GQLForge uses Mustache-style templates to inject dynamic values into resolver configurations. These templates are enclosed in double curly braces ({{...}}) and provide access to the request context at resolution time.

Context Variables

.value

References the value of the parent object. This is used to access fields from the enclosing type when resolving nested fields.

type Post {
  id: Int!
  userId: Int!
  user: User @http(path: "/users/{{.value.userId}}")
}

In this example, {{.value.userId}} resolves to the userId field of the current Post object.

.args

Provides access to the arguments passed to the current field.

type Query {
  user(id: Int!): User @http(path: "/users/{{.args.id}}")
  posts(limit: Int): [Post] @http(path: "/posts?_limit={{.args.limit}}")
}

Each argument declared in the field signature is available under .args.

.headers

Accesses HTTP headers from the incoming GraphQL request. Header names are case-insensitive.

type Query {
  me: User
  @http(
    path: "/users/me"
    headers: [{ key: "Authorization", value: "{{.headers.authorization}}" }]
  )
}

This forwards the client’s Authorization header to the upstream service.

.vars

Reads environment variables defined in the server’s runtime environment.

type Query {
  config: Config
  @http(
    path: "/config"
    headers: [{ key: "X-Api-Key", value: "{{.vars.API_KEY}}" }]
  )
}

See Environment Variables for more on using environment variables in your configuration.

.claims

Accesses JWT claims from the authenticated user’s token. Claims are available when a JWKS authentication provider is configured via @link.

type Query {
  myPosts: [Post] @http(url: "https://api.example.com/posts?author={{.claims.sub}}") @protected
}

In this example, {{.claims.sub}} resolves to the sub claim from the verified JWT, filtering posts to those belonging to the authenticated user.
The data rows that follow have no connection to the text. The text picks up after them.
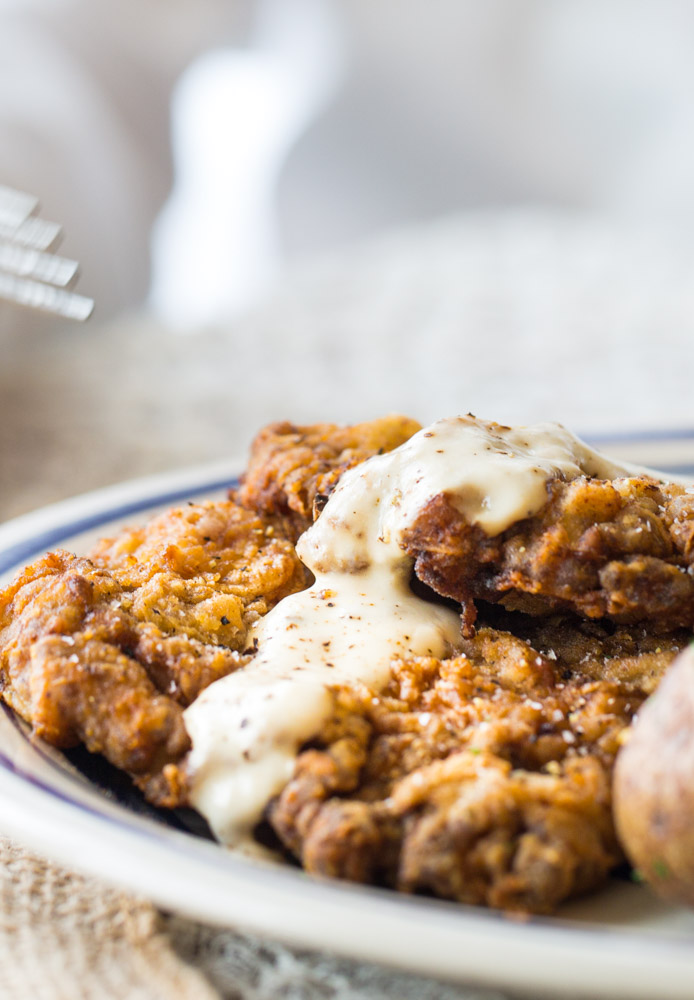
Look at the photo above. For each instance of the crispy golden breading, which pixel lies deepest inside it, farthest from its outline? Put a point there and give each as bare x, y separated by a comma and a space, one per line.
600, 650
483, 778
109, 651
291, 467
620, 550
Nested claims are supported with dot notation: {{.claims.nested.key}}.

See Authentication for details on configuring authentication providers.

Template Usage in Directives

Context templates can be used in several places within resolver directives:

  • URL paths: @http(path: "/users/{{.args.id}}")
  • Query parameters: @http(path: "/posts?author={{.value.authorId}}")
  • Request headers: headers: [{ key: "X-Token", value: "{{.headers.x-token}}" }]
  • Request body fields: Within body templates for POST/PUT requests
  • Claims in URLs: @http(url: "https://api.example.com/users/{{.claims.sub}}/posts")

Nested Access

You can traverse nested structures using dot notation:

type Query {
  search(filter: SearchInput!): [Result] @http(path: "/search?q={{.args.filter.query}}&page={{.args.filter.page}}")
}

Notes

  • If a referenced value is null or missing, the template renders as an empty string.
  • Template expressions are evaluated at query execution time, not at server startup.
  • Context variables are read-only and cannot be modified within templates.